Q: I oversee three departments in a company without an HR officer. Our project coordinator is a wizard with spreadsheets and a stickler for details. Without him we’d be a ship run amuck.

He’s also an odd duck. I’m glad he’s out of sight of our customers because his appearance takes getting used to. He has manicured fingernails, plucked eyebrows and sometimes wears face powder. He’s also moody and rude. He walks away from co-workers when they’re talking to him and stares off into space without listening during staff meetings. When I’ve asked him about this he says, “If the topic doesn’t interest me, it’s a waste of time.”

Three months ago during a routine job review, he told me he would be undergoing surgery to change into a woman, and his surgeon recommended we call him Marcia. I didn’t know what to say.

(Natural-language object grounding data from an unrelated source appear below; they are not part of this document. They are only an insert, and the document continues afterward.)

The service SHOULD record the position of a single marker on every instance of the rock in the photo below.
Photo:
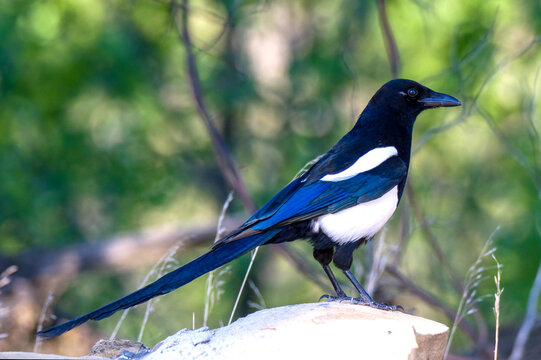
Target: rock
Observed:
(112, 348)
(326, 330)
(312, 331)
(30, 355)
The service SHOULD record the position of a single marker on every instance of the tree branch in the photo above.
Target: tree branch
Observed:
(390, 43)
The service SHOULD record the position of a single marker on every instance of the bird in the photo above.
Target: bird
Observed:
(339, 203)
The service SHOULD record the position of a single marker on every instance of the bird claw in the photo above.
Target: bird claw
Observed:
(360, 301)
(335, 298)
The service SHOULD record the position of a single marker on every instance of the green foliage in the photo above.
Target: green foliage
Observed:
(99, 134)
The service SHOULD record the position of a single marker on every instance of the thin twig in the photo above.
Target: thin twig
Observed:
(497, 297)
(42, 317)
(225, 161)
(390, 43)
(209, 298)
(223, 157)
(529, 319)
(242, 286)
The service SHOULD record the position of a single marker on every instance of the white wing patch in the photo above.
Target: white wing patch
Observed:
(366, 162)
(360, 221)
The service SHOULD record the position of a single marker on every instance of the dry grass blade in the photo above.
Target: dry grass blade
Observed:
(474, 276)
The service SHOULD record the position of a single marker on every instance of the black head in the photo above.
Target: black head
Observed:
(410, 97)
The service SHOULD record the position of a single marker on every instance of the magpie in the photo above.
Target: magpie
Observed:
(341, 202)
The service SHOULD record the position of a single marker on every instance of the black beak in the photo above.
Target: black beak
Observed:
(439, 100)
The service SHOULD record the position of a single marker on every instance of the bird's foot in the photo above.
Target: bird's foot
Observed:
(360, 301)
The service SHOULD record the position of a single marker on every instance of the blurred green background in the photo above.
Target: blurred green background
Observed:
(99, 135)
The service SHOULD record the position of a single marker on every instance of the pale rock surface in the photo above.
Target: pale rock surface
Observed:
(312, 331)
(326, 330)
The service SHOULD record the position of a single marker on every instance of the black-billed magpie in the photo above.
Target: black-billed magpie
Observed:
(341, 202)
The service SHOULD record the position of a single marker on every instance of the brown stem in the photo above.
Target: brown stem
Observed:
(390, 43)
(223, 157)
(225, 161)
(433, 301)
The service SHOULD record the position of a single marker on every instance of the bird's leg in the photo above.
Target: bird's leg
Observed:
(324, 257)
(342, 258)
(339, 292)
(366, 299)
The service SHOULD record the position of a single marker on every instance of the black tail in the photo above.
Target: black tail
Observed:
(169, 282)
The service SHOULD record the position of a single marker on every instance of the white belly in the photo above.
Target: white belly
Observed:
(360, 221)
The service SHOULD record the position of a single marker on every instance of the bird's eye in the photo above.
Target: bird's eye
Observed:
(412, 92)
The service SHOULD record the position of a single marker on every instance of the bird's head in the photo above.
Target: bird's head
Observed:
(410, 97)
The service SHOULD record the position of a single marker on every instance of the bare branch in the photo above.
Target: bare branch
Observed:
(433, 301)
(223, 157)
(529, 318)
(390, 43)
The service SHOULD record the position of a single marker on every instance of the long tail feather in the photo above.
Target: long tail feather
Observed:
(169, 282)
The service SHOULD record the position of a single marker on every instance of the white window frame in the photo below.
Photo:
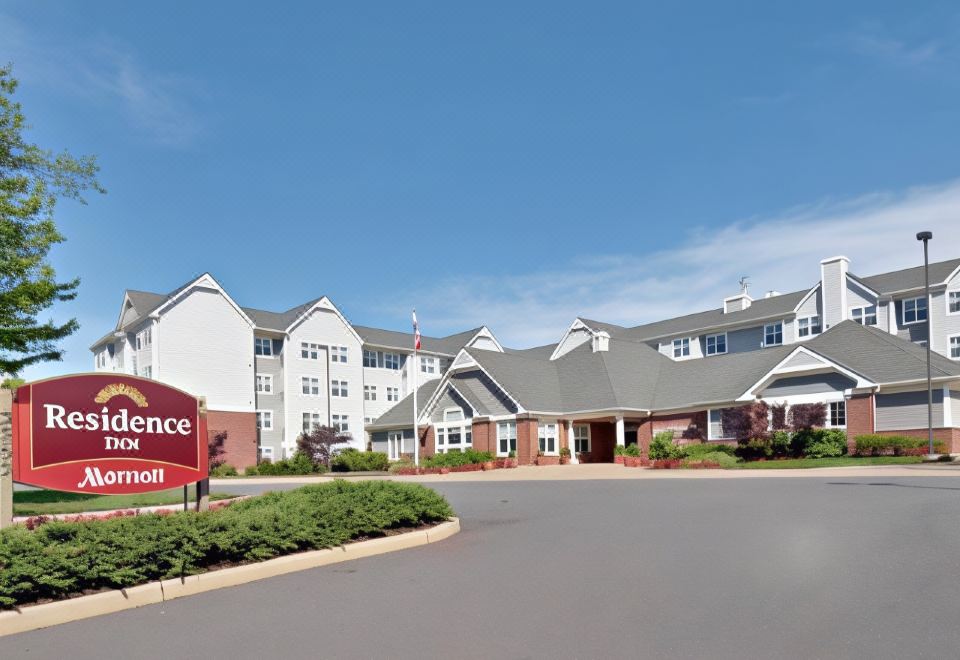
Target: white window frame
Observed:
(506, 425)
(950, 339)
(765, 333)
(903, 310)
(809, 326)
(947, 296)
(829, 420)
(578, 439)
(715, 338)
(309, 381)
(265, 420)
(543, 435)
(267, 381)
(864, 315)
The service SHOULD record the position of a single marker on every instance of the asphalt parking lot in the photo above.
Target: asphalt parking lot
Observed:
(817, 567)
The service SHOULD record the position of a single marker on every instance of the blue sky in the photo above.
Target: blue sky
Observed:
(508, 164)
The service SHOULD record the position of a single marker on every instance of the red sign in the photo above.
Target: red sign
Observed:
(107, 433)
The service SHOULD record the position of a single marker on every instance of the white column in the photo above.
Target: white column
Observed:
(571, 443)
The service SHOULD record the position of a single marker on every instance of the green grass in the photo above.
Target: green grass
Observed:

This morning, the head of one of our departments came to me and said I needed to know Mark was using the female bathroom and several female employees were now taking an elevator to another floor’s restroom. I discussed this problem with Mark, and he became indignant. He also gave me a printed recommendations sheet from his physician that included his using the female restroom.

How do I handle this?

A: In the past two decades, more than 200,000 individuals have elected surgery to change from male to female or female to male. According to the Equal Employment Opportunity Commission, Title VII of the Civil Rights Act of 1964 bans discrimination based on transgender status.

Further, President Obama’s July 21, 2014, executive order specifically bans sexual orientation and gender identification discrimination among all employers holding federal contracts.

Although no Alaska law addresses transgender rights, the U.S. Supreme Court set a partial precedent in the landmark 1989 Price Waterhouse v. Hopkins decision. When the accounting firm denied Ann Hopkins the right to become partner because she dressed and acted in a masculine manner, the Supreme Court ruled in Hopkins’ favor and against sexual stereotyping.

Multiple employers, among them American Airlines, IBM, Chevron, Xerox, Safeway, Costco, Walgreens, Nike and Aetna have implemented policies protecting transsexuals, those who choose sexual identities different than the one in which they were born and raised, from co-worker or employer discrimination.

As an employer, you need to get ahead of the power curve on this issue. If you don’t, you potentially face worsening morale among employees or a hostile work environment claim from Marcia.

As you’ve learned, restroom usage can be a hot topic. Most employers allow transgender employees to use the restroom that corresponds to the employees’ gender identity and full-time gender presentation. No-cost arrangements such as asking Marcia to use a single-stall bathroom with a locked door or ensuring that restroom stalls provide adequate privacy can make the situation more palatable.

Many employers work with the transgender employee to create a “disclosure memo,” as long as the transgender employee agrees. These start with a statement such as, “Our company is committed to treating all employees with respect and dignity,” outline the date the anticipated “transition” is to take place and address issues such as restroom usage and “please refer to Mark as Marcia.”

Because some co-workers have strongly held beliefs about transsexuals, disclosure memos often add, “We don’t require that you accept transgendering but do ask that you treat Marcia and other employees with respect.”

Finally, those who “feel at home in their own skin” ordinarily perform better than those who feel “not quite right” about their identity. Some of Mark’s former behaviors, such as staring off into space, may fall away now that she has the chance to live in the sexual identity that feels right to her. If they don’t, you need to address them. They’re tinder and Marcia’s transition may light the fire.